O design dos personagens principais é muito interessante, pois parecem oriundos de animes. Acho que a única crítica que tenho ao jogo é o design de personagens terciários. Na medida em que Itõ tem olhos grandes como é comum no traço japonês, alguns NPCs tem o design muito ocidental, o que fica meio destoante, e dá a impressão que são personagens de mundos diferentes. Mas é algo pequeno, no geral o visual do game é satisfatório.
A trilha sonora é original e foi composta por Matthew Steed e casa muito bem com a proposta do game, misturando temas misteriosos com faixas de suspense e terror que não devem nada para as que ouvimos nas melhores obras do gênero. O game possui poucas vozes, de modo que os diálogos se desenrolam mesmo é na leitura de textos. A falta de legendas em português — e o volume de diálogos — torna indispensável um bom nível de inglês para quem não quer ficar boiando.
Conclusão
Tokyo Dark é uma grata surpresa de 2017 e possivelmente estará na lista dos melhores indies do ano. O trabalho da Cherrymochi foi impecável em praticamente todos os aspectos: os diálogos são muito bons, a história é muito rica em sua mitologia, os personagens são profundos e têm emoções muito humanas. Enfim, é uma bela obra, e mais um ótimo game a integrar o já excelente catálogo do selo Square Enix Collectives.

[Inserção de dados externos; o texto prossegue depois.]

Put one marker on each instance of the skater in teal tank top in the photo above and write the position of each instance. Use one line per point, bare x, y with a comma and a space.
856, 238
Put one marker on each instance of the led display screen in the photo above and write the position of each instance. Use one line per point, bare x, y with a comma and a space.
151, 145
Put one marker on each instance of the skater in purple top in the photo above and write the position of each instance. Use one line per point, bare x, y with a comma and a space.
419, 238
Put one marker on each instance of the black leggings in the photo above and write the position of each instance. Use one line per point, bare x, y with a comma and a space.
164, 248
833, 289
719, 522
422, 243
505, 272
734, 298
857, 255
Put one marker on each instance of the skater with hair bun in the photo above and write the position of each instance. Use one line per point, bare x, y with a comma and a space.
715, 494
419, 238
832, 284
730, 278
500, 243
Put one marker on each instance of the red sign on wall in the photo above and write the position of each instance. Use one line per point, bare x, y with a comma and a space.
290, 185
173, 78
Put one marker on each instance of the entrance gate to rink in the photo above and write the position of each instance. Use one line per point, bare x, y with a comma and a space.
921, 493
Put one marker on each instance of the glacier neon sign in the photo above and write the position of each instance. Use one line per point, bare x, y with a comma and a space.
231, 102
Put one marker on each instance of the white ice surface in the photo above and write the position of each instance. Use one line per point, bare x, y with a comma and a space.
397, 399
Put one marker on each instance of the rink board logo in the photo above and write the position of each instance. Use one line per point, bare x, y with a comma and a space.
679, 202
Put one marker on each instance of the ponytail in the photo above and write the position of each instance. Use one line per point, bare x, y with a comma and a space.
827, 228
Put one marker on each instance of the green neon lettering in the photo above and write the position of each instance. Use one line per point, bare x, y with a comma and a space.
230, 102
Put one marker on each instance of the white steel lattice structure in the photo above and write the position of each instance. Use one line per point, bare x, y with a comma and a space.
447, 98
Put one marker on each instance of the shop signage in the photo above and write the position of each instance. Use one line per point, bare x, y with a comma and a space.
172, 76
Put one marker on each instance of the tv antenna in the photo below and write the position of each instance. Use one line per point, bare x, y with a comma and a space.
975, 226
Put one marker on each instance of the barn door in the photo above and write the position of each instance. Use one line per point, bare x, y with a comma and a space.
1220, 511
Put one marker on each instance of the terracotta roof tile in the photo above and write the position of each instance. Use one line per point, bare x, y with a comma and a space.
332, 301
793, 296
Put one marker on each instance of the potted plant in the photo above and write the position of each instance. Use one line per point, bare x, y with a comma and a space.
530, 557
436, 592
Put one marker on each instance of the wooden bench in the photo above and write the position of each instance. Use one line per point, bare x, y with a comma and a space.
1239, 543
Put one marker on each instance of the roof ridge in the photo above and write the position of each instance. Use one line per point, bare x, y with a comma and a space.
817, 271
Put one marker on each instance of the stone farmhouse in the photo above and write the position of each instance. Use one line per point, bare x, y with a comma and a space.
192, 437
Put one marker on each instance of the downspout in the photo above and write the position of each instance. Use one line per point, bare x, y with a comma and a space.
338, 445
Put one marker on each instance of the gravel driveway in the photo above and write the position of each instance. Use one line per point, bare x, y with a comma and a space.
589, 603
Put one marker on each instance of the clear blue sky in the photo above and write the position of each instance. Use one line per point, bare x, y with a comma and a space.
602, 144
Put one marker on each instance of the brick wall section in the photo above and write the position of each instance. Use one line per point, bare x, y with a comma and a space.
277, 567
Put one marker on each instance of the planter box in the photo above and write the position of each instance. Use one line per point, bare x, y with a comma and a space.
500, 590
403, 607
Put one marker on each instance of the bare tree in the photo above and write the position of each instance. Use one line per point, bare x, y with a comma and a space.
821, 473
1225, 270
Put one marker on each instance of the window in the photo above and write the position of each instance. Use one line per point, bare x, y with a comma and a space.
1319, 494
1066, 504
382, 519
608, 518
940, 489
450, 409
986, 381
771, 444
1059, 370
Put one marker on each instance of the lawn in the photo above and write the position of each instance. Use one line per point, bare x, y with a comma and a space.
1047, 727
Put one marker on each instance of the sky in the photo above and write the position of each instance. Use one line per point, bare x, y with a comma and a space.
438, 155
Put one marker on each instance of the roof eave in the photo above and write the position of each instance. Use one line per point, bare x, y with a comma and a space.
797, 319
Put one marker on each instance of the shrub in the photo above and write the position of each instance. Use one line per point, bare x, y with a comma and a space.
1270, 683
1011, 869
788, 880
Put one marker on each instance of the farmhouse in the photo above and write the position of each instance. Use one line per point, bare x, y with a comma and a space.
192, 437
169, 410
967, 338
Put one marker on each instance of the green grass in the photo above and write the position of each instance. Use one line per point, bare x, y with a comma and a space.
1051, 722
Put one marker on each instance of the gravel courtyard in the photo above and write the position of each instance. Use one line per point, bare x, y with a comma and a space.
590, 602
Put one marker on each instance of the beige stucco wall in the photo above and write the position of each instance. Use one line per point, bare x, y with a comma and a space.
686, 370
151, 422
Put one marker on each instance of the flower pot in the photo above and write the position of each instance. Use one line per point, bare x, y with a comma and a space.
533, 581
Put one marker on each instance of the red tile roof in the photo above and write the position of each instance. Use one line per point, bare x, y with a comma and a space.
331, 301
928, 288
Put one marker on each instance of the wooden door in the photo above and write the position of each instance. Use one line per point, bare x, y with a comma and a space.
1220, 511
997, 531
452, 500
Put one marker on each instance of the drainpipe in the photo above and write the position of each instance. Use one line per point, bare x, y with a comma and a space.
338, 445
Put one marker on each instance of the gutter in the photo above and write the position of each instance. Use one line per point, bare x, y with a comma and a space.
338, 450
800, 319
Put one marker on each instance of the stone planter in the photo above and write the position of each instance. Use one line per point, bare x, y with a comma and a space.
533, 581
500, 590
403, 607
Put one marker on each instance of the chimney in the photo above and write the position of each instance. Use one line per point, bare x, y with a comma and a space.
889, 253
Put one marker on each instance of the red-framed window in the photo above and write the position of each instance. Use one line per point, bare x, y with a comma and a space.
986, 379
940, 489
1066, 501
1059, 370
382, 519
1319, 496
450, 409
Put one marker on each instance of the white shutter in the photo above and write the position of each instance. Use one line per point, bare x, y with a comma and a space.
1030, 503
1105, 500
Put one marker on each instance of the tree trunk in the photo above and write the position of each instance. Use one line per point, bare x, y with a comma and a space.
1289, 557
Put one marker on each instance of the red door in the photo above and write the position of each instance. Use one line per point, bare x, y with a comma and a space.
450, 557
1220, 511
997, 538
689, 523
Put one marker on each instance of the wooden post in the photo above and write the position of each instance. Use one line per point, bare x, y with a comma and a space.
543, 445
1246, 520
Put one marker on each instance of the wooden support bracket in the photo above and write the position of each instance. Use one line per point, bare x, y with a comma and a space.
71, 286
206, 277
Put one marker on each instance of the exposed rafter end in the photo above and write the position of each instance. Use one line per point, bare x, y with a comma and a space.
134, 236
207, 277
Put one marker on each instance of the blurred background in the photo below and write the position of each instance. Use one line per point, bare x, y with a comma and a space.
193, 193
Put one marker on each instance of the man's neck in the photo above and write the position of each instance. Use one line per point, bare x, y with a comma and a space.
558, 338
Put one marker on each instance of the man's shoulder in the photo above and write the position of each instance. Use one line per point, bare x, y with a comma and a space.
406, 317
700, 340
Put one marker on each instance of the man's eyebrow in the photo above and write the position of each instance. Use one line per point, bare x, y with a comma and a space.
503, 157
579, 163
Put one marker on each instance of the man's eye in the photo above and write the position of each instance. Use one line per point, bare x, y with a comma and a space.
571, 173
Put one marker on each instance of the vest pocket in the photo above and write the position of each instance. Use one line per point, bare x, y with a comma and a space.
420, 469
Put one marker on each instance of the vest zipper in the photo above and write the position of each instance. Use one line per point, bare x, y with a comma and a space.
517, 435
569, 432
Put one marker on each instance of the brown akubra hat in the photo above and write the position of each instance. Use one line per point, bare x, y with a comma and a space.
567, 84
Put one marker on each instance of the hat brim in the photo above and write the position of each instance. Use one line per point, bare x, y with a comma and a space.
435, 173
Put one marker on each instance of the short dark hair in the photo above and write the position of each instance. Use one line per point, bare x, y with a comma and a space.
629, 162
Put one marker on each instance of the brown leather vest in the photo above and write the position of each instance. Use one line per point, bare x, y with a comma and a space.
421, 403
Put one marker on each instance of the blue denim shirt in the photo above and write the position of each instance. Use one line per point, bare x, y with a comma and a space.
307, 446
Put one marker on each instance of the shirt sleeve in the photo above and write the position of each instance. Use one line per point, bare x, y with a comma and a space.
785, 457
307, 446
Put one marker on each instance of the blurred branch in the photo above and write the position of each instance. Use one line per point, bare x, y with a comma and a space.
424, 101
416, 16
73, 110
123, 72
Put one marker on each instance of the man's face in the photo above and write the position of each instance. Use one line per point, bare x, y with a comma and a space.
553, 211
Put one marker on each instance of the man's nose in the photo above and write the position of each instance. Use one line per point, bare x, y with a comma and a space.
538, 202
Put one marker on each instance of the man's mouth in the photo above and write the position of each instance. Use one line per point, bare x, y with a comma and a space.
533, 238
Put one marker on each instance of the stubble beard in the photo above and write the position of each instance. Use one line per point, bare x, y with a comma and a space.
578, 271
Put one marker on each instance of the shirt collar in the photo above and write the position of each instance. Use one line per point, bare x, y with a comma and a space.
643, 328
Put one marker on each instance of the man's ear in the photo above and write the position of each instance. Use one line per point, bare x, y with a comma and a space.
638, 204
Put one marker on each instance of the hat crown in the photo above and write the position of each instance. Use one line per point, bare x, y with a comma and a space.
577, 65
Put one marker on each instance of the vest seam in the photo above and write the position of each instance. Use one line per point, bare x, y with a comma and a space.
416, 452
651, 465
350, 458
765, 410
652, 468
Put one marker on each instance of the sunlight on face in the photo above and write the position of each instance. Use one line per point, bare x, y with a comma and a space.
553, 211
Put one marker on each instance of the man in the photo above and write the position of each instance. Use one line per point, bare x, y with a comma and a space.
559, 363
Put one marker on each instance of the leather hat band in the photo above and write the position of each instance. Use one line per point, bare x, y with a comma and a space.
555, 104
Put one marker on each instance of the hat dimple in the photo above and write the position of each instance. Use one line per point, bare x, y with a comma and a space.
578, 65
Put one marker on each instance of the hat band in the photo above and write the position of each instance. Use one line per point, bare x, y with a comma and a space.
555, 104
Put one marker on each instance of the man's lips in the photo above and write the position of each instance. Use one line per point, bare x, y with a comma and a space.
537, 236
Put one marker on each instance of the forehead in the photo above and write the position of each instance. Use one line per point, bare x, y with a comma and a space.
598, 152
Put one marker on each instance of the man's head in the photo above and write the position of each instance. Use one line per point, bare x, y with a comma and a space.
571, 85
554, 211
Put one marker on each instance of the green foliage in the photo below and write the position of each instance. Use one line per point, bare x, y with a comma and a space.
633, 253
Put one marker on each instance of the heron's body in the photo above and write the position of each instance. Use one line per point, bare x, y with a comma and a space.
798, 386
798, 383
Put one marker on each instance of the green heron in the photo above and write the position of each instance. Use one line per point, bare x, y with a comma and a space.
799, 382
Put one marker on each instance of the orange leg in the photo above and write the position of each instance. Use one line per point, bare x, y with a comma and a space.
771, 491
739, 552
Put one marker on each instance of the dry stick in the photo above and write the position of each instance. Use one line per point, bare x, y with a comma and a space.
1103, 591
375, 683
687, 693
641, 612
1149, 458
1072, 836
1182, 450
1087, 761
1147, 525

Ah, e vale lembrar que o jogo possui nada menos que 11 finais diferentes! Considerando que cada jogatina pode levar entre 6 e 8 horas, se você quiser ver todos os possíveis desfechos da aventura sobrenatural de Itõ, o fator replay desse game é enorme.
Tokyo Dark está sendo lançado hoje, 7 de setembro, na Steam para PC e Mac.